Abstract
Bacteremia is currently one of the infections with the highest mortality in hospitals [1]. Acinetobacter lwoffii and Acinetobacter baumannii are gram-negative bacteria and both represent opportunistic pathogens. In certain cases, the management can be challenging since these organisms can be highly resistant to antimicrobial agents. Clinical illnesses associated with Acinetobacter include pneumonia, meningitis, peritonitis, endocarditis and infections of the urinary tract and skin [1]. Acinetobacter bacteremia represents a serious and ever increasing problem because of the high associated morbidity and mortality.

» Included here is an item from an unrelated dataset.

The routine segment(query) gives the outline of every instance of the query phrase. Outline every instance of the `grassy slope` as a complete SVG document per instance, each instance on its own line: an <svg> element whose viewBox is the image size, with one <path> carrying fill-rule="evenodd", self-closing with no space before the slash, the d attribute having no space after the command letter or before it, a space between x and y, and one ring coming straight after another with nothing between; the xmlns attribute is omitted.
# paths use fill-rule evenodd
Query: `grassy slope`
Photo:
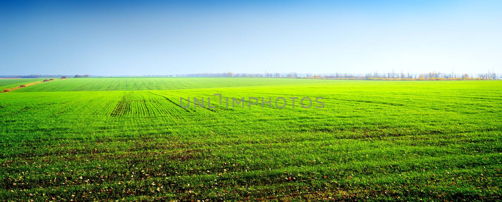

Keywords: Acinetobacter bacteremia, Disseminated intravascular coagulation, Acinetobacter lwoffii, Acinetobacter baumannii
Introduction
The source of bacteremia with Acinetobacter species is frequently unknown. In 21–70% of cases, the source remains undetermined [2]. The crude death rate associated with Acinetobacter spp. bacteremia is high, usually ranging from 22% to 52% [2]. Seifert et al. reported a 19% mortality directly associated with Acinetobacter baumannii bacteremia, and found that the independent factors associated with a higher mortality were the presence of a rapidly fatal underlying disease, mechanical ventilation, initial septic shock, and pneumonia as the primary source of infection [2]. Other factors associated with mortality were the presence of DIC and the use of inappropriate antimicrobial therapy [2]. We present a case of disseminated intravascular coagulation (DIC) triggered by Acinetobacter infection in an asplenic patient.
Case
A 46-year old Caucasian female with a history of intravenous drug abuse, hypertension and traumatic splenectomy (after a motor vehicle accident 12 years prior), presented to our institution with altered mental status for the past one day. She was also a chronic smoker and had a history of noncompliance to vaccinations. On arrival to the emergency department, she had multiple episodes of coffee ground emesis and tarry colored stools.
On examination, she was febrile up to a temperature 101.7 F and persistently hypotensive with blood pressure (BP) 74/22, and heart rate 70 beats per min (bpm). A petechial rash was noted initially on her face, but then rapidly became generalized spreading to her arms, legs and trunk (see Fig. 1, Fig. 2, Fig. 3). She also had multiple track marks on both upper extremities. Digital rectal examination was guaiac positive. Gastric lavage was also significant for 800cc coffee ground fluid.
Since she did not respond to aggressive intravenous fluid resuscitation, pressors had to be started. She also required intubation for airway protection. Vancomycin, cefepime and metronidazole were empirically started. Chest X-ray (CXR) did not show any evidence of cardiopulmonary disease. Head computer tomography (CT) without contrast did not reveal any abnormalities. Laboratory data showed a lactic acid of 8.5 and also evidence of coagulopathy consistent with DIC. Blood cultures revealed gram negative rods on gram stain. Despite prompt antibiotic treatment and administration of fresh frozen plasma and platelets, she passed away on the day of admission. Soon after her demise, the blood cultures resulted A. baumannii and Acinetobacter lwoffii. The microbiological result was confirmed by molecular methods. Both species of Acinetobacter were pansusceptible. Family declined autopsy.
Discussion
The recent taxonomy of the genus Acinetobacter was proposed by Bouvet and Grimont [5], [7] in 1986 and expanded later [6], [7] to include the seven named genomospecies (Acinetobacter calcoaceticus, A. baumannii, Acinetobacter haemolyticus, Acinetobacter junii, Acinetobacter johnsonii, A. lwoffii and Acinetobacter radioresistens) and nine unnamed genomospecies [7].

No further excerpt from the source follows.